Keywords

14.1 Introduction

The theory of rough set, as proposed by Pawlak, is an efficient mathematical theory to deal with uncertainty and vagueness of decision system, and it has many successful applications in the fields of artificial intelligence such as experts system, pattern recognition, machine learning and knowledge discovery [1, 2]. Attribute reduction plays important role in analyzing enormous data, for it provides the equivalent information descriptive ability as the entire set of attributes [3].

Skowron and Rauszer introduced two basic notions in 1991, namely discernibility matrix and discernibility function [4], which provides a canonical and precise mathematical model for finding core and reduction of decision system [5, 6]. However, this method has some disadvantages: generating discernibility matrix would consume enormous time and space; and it is difficult to suit inconsistent circumstance of decision system [7, 8].

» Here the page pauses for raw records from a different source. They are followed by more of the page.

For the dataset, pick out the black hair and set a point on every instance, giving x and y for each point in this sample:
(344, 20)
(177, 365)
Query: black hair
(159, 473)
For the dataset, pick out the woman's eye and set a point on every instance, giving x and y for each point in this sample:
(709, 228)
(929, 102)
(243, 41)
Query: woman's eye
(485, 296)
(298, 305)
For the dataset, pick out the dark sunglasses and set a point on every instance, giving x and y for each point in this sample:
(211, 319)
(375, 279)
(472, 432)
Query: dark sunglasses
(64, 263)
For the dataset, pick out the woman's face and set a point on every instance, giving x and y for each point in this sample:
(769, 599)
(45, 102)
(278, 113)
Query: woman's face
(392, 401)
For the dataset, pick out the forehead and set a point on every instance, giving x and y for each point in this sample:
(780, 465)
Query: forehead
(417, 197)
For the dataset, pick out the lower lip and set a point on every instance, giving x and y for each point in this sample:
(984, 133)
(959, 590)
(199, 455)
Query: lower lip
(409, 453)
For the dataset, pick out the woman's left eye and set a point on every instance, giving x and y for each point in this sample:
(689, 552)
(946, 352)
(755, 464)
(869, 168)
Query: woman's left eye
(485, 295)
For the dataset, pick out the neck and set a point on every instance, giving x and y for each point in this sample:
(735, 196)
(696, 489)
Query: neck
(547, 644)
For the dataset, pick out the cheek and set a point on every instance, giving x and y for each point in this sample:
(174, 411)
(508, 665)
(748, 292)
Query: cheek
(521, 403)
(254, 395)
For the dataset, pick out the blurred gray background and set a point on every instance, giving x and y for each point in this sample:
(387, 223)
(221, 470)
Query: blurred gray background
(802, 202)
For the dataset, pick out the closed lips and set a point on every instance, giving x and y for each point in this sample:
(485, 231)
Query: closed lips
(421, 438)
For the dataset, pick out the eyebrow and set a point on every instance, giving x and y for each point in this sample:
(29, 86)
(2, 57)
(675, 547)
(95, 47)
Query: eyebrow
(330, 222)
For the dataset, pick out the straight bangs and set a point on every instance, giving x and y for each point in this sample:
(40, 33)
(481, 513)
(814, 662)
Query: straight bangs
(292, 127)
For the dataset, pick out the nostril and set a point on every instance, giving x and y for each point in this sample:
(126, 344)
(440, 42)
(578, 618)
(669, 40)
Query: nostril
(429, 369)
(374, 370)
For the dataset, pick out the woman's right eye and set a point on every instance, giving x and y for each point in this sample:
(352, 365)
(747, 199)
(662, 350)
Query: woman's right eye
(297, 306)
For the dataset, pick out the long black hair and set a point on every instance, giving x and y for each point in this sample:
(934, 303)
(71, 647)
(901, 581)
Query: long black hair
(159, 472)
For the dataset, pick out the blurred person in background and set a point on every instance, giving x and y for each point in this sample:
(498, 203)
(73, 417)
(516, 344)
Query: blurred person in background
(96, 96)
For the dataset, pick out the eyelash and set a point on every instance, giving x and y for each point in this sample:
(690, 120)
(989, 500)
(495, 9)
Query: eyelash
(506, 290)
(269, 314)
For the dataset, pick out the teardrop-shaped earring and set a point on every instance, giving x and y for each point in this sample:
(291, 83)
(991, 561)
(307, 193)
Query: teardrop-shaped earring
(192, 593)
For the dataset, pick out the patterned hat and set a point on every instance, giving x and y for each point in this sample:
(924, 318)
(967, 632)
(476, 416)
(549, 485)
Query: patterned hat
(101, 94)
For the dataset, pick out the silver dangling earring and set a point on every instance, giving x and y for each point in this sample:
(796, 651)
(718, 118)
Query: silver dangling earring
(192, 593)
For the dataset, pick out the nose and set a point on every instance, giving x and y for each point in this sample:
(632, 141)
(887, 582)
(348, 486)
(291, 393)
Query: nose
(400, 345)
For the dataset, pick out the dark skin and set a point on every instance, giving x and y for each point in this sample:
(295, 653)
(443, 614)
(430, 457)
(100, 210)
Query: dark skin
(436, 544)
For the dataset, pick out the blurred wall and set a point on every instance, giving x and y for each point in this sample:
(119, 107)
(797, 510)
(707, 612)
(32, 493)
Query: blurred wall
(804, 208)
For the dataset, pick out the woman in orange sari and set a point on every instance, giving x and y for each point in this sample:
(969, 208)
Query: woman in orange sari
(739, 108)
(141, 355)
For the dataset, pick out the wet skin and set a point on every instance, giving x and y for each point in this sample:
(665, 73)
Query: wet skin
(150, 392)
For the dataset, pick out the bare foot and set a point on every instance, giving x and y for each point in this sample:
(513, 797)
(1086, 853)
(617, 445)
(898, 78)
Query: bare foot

In this paper, these disadvantages mentioned above are analyzed in detail, and an efficient method of simplifying decision system is proposed to find minimum discernibility set. This method not only considers inconsistent circumstance of decision system sufficiently, but also saves executive time and space greatly. The theoretic analysis and simulation instance shows that this algorithm is feasible and effective in practice.

14.2 Preliminaries

Formally, an decision information system \( DS \) is denoted as \( DS = \left\langle {U,A,V,f} \right\rangle \), where \( U = \{ x_{1} ,x_{2} , \ldots ,x_{n} \} \) is a nonempty finite set of objects, U is also called as the universe; \( A = C \cup D \) is a nonempty finite set of attributes, C is condition attribute set and D is decision attribute set; \( V = \cup_{a \in A} V_{a} \), \( V_{a} \) is the value domain of the attribute a; \( f:U \times A \to V \) is a information mapping function such that \( f(x_{i} ,a) \in V_{a} (x_{i} \in U,a \in A) \).

Definition 1

Given a subset of attributes \( R \subseteq A \), an indiscernible relation \( IND(R) \subseteq U \times U \) is denoted as: \( IND(R) = \{ (x_{i} ,x_{j} ) \in U \times U:\forall a \in R,\,f(x_{i} ,a) = f(x_{j} ,a)\} \). For any object pair \( \left\langle {x_{i} ,x_{j} } \right\rangle \), if \( x_{i} IND(R)x_{j} \) then \( x_{i} \) and \( x_{j} \) have the same value on the attribute set R, i.e. they are indiscernible on the attribute set R. The partition of the universe induced by C and D is denoted by \( U/IND(C) \) and \( U/IND(D) \), which are called as condition partition and decision partition respectively.

Definition 2

Given an set of object \( X \subseteq U \), the lower and upper approximation of X are defined as below:

$$ \begin{aligned} &\underset{\raise0.3em\hbox{$\smash{\scriptscriptstyle-}$}}{R} (X) = \cup \left\{ {X_{i} :X_{i} \in U/IND(R) \wedge X_{i} \subseteq X} \right\}, \hfill \\ &\bar{R}(X) = \cup \left\{ {X_{i} :X_{i} \in U/IND(R) \wedge X_{i} \cap X \ne \emptyset } \right\}. \hfill \\ \end{aligned} $$

According to indiscernible relation IND(R) R, the lower approximation \( \underset{\raise0.3em\hbox{$\smash{\scriptscriptstyle-}$}}{R} (X) \) is the greatest definable set contained in X, and the upper approximation \( \bar{R}(X) \) is the least definable set containing X.

Definition 3

Given decision system \( DS = \left\langle {U,A = C \cup D,V,f} \right\rangle \), the positive region is defined by:

$$ POS_{c} (D) = \cup_{X \in U/D} C(X). $$

The positive region is the union of such condition partitions that can be fully contained in the decision partitions.

Definition 4

Given decision system \( DS = \left\langle {U,A,V,f} \right\rangle \), considering the characteristic \( \Uppsi \) of DS, an attribute set \( B \subseteq A \) is called as a reduction of DS iff:

  1. 1.

    \( \Uppsi (B) = \Uppsi (A); \)

  2. 2.

    \( \forall B^{\prime} \subset B,\,\Uppsi (B^{\prime}) \ne \Uppsi \left( B \right). \)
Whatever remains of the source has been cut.